2 A variation of #1 is this: "You must ‘Christianize’ the world before it’s good."
You must fill the whole government with Christians before God can use it. You must convert your mechanic before he’s ready to fix your car.This means that God is powerless to use us if we don’t believe in Him.This gives us entirely too much credit.
3 "It’s all good, and this whole discussion is stupid.
You’re a Christian and you’re in the world, so do Christian things and do worldly things." This means that music that glorifies sin is just as Godpleasing as the liturgy.When this idea wins, the Church always loses. It melts into the world and disappears.
So try this one…
4 You live in the Church and you live in the world, and God created both.
That’s what you say in the Apostles’ Creed. He created the world, including you. He provides you with food, clothing, shelter, all sorts of things; they are to be used for good. While you live in this world, God has also brought you into His Church. Jesus has died to redeem you, and the Holy Spirit gives you that forgiveness in His Word and Sacraments. So, as Luther would say, you live in two kingdoms:You’re a part of the body of Christ, and you’re a part of this world.

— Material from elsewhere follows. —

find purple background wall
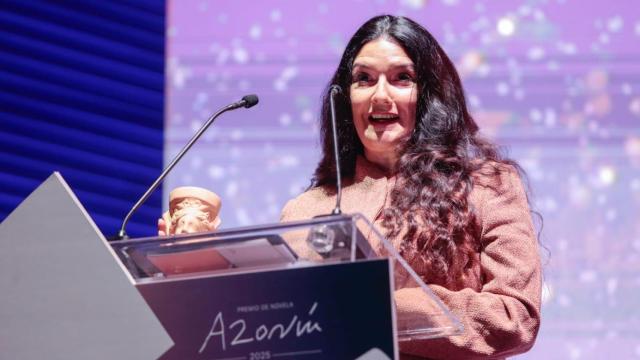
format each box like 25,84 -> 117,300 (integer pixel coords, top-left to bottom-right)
165,0 -> 640,359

All of these are good gifts from God, though sinners will abuse them. My car isn’t good or evil, but my use of it is. If I use it to drive a friend to school, that’s good; if I use it to run down the guy next door, that’s evil. Milk is nutritious, whether or not it comes from a Christian cow. A new worship song needs to be examined; if it teaches false stuff, avoid it. A network may have some good TV shows and some bad. Music and magazines are not all good or all evil; their good is determined by what they say, and this might vary from track to track, from page to page. It’s up to you to listen and watch with discretion, not based on what you think, but on what God’s Word says. "Test all things," writes St. Paul; "hold fast what is good. Abstain from every form of evil" (I Thess. 5:21-22). (By the way, you’ll find an exercise of this each month in the "Pulse" column of Higher Things, where Pastor Andrae courageously takes on the ticklish task of reviewing magazines, videos, etc. Some is good, some is bad; and sorting them out daily is a task of the Christian.)
Option #4 is what we call Luther’s "Two-Kingdom Doctrine." It’s what the Bible teaches. It’s also the only one of the four that works. It’s not as easy to practice as the others, because you can’t just label things without studying them. You’ve got to be on guard all the time. On the other hand, you have the privilege of enjoying all of God’s gifts for you—both in the Church and in the world.
The Rev. Tim Pauls is Associate Pastor/Acting School Administrator at Good Shepherd Lutheran Church in Boise, Idaho.